- Makes 6 servings
- This salad makes a substantial main-course dish for a vegetarian meal.
- FOR THE VINAIGRETTE:
- Zest of 1 lime, minced
- 3 tablespoons (45 ml) freshly squeezed lime juice
- 1 teaspoon freshly ground cumin
- ¼ teaspoon hot paprika, or to taste
- 2 garlic cloves, minced
- Fine sea salt and freshly ground black pepper
- ¼ cup plus 2 tablespoons (90 ml) extra virgin olive oil
- FOR THE CHICKPEAS:
- 1 cup (200 g) dried chickpeas (to give 2 cups cooked chickpeas)
- 1 teaspoon cumin seeds
- ¼ teaspoon baking soda
- 1 spring onion or 3 scallions with about 2 inches (5 cm) of their green tops intact, trimmed and diced
- TO COOK THE SQUASH:
- 3 pounds (1.5 kg) butternut squash, peeled, seeds removed and reserved, flesh cut into 1-inch (2.5-cm) cubes
- 2 tablespoons extra virgin olive oil
- Fine sea salt and freshly ground black pepper
- FOR SERVING:
- 1 cup (10 g) cilantro leaves, gently packed
- ½ cup (5 g) flat-leaf parsley leaves, gently packed
- 8 cups arugula leaves, torn into bite-sized pieces
- ¼ cup (35 g) squash seeds, lightly toasted
- Fleur de sel and freshly ground black pepper (optional) DIRECTIONS:
- Place the lime zest in a small bowl. Whisk in the lime juice, cumin, paprika, garlic, and salt and pepper to taste. Whisk in the olive oil. Taste for seasoning and reserve.
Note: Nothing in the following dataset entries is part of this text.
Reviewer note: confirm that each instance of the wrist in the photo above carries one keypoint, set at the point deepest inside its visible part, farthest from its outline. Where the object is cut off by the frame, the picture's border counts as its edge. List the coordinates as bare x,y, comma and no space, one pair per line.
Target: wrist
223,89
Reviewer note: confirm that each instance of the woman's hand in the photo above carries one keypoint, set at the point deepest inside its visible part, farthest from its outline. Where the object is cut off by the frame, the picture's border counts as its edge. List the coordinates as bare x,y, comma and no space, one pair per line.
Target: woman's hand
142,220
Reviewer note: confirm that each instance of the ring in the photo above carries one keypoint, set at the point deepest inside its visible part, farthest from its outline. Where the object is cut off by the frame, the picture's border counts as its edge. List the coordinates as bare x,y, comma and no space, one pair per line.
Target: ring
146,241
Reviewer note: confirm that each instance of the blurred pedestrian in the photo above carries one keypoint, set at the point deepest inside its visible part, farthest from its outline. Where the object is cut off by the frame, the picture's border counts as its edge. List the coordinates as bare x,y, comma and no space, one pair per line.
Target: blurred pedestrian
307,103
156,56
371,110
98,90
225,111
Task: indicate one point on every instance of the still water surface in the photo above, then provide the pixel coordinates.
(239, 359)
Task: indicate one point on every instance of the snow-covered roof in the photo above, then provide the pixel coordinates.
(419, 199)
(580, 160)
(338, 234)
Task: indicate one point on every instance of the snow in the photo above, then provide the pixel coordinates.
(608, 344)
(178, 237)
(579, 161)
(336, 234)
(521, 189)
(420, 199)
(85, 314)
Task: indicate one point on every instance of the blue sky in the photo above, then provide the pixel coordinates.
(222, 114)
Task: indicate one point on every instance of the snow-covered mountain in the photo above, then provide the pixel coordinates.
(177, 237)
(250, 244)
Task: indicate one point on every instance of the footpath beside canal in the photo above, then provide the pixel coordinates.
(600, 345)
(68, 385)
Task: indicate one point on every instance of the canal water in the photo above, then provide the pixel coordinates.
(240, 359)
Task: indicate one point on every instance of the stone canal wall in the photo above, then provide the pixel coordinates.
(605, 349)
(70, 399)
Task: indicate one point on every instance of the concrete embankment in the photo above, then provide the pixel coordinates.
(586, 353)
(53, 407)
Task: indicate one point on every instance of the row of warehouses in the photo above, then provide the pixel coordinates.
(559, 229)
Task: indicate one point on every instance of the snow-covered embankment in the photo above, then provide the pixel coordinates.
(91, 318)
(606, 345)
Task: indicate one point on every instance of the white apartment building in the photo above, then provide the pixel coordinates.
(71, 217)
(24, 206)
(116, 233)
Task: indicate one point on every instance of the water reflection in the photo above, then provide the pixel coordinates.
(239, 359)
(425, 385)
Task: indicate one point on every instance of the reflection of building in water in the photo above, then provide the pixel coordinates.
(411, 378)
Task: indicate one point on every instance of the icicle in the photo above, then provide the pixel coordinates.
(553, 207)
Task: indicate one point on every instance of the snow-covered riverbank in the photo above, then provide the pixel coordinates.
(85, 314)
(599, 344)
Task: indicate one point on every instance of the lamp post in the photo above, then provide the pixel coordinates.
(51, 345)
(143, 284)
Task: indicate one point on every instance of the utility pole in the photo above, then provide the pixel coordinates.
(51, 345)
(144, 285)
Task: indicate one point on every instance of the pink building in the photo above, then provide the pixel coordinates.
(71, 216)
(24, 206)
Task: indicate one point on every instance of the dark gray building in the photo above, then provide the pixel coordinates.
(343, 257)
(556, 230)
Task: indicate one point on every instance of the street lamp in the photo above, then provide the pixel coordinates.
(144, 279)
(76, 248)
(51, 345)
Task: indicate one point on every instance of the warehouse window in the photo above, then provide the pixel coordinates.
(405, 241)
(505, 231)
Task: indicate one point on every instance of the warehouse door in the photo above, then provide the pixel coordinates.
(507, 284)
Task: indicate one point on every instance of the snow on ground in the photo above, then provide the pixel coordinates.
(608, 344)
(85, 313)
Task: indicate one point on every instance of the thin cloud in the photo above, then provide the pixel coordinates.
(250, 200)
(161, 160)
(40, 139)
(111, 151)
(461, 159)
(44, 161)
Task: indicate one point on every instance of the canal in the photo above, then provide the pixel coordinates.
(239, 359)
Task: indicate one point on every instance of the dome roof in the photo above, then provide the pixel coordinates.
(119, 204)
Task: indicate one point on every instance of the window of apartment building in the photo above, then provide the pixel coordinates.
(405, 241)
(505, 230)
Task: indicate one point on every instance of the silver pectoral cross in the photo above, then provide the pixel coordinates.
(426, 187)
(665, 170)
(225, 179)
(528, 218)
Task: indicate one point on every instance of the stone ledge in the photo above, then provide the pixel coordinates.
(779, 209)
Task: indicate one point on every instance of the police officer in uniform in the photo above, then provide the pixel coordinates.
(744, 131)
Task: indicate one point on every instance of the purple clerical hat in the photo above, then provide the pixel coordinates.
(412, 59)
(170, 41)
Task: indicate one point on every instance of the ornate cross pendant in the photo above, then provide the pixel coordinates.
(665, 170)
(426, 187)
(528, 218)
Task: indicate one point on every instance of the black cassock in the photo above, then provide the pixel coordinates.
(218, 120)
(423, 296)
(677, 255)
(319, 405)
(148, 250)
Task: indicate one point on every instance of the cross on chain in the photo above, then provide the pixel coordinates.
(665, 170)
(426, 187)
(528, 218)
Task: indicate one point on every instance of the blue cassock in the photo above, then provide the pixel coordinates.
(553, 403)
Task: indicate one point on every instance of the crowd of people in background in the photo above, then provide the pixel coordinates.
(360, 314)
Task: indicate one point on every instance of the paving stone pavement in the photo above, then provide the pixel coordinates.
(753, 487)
- Place the chickpeas in a saucepan and cover them with 2 inches (5 cm) of water. Add ½ teaspoon of the cumin seeds and the baking soda and bring to a boil. Remove from the heat and let sit for 1 hour. Drain the chickpeas and cover them with 2 inches (5 cm) of water. Add the remaining ½ teaspoon of cumin seeds and bring to a boil over medium-high heat. Reduce the heat so the chickpeas are boiling gently and cook, partially covered, until the chickpeas are tender through but still somewhat crisp and have nearly doubled in size, about 40 minutes. Remove from the heat and drain, reserving the cooking liquid. Add half the lime vinaigrette to the chickpeas and toss. Add the onion or scallions and toss. Cool to room temperature.
- Preheat the oven to 425°F (220°C). Place the squash in a bowl, toss with the 2 tablespoons of olive oil, and season generously with salt and pepper. Turn out the squash onto a baking sheet or a roasting pan and roast in the center of the oven until it is tender through, about 30 minutes.